Politik | 30.01.2014

Zwei Fragen an den Oberbürgermeister

Fünfziger-Grenze übersprungen

JoHo-Schängel-Stiftung hat in vier Jahren über fünfzig Projekte gefördert

Blick aktuell: Dieser Tage fand eine Vorstandssitzung der JoHo-Schängel-Stiftung statt. Was gibt es Neues von der Stiftung zu berichten?

Prof. Dr. Hofmann-Göttig:

Wie in den vergangenen Jahren auch, haben wir uns innerhalb des Stiftungsvorstandes Gedanken darüber gemacht, welche Projekte wir in diesem Jahr finanziell unterstützen. Zweck der im Dezember 2010 gegründeten JoHo-Schängel-Stiftung ist ja die Förderung von Projekten in Koblenz auf den Gebieten Wissenschaft und Forschung, Bildung und Erziehung, Kunst und Kultur, Umwelt, Jugend- und Altenhilfe, des öffentlichen Gesundheitswesens und des Sports.
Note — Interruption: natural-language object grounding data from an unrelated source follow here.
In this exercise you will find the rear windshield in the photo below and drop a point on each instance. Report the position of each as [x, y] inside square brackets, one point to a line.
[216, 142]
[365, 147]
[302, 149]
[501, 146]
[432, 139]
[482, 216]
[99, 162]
Auf dieser Grundlage gibt es selbstverständlich eine Reihe von förderwürdigen Projekten. Wir haben es bislang bei der Stiftung so gehandhabt, dass wir die jährliche Gesamtfördersumme auf möglichst viele Empfänger verteilt haben. Das erscheint für unsere Stiftung die individuell sinnvollere Lösung zu sein, als den ganzen Topf an wenige Projekte zu geben. Und auch in 2014 werden wir dieser bisherigen Linie treu bleiben und haben uns auf rund ein Dutzend Empfänger geeinigt, welche wir mit insgesamt etwa 8.000 Euro in ihrem ehrenamtlichen Wirken unterstützen möchten. Fest steht ebenfalls schon der Termin der Übergabe der Förderungen 2014. Diese wird am 8. Mai in der Geschäftsstelle der JoHo-Schängel-Stiftung, dem Steuerberaterbüro Künster, in der Mainzer Straße, stattfinden. Die ausgewählten Empfänger unserer Förderungen werden wir bald benachrichtigen.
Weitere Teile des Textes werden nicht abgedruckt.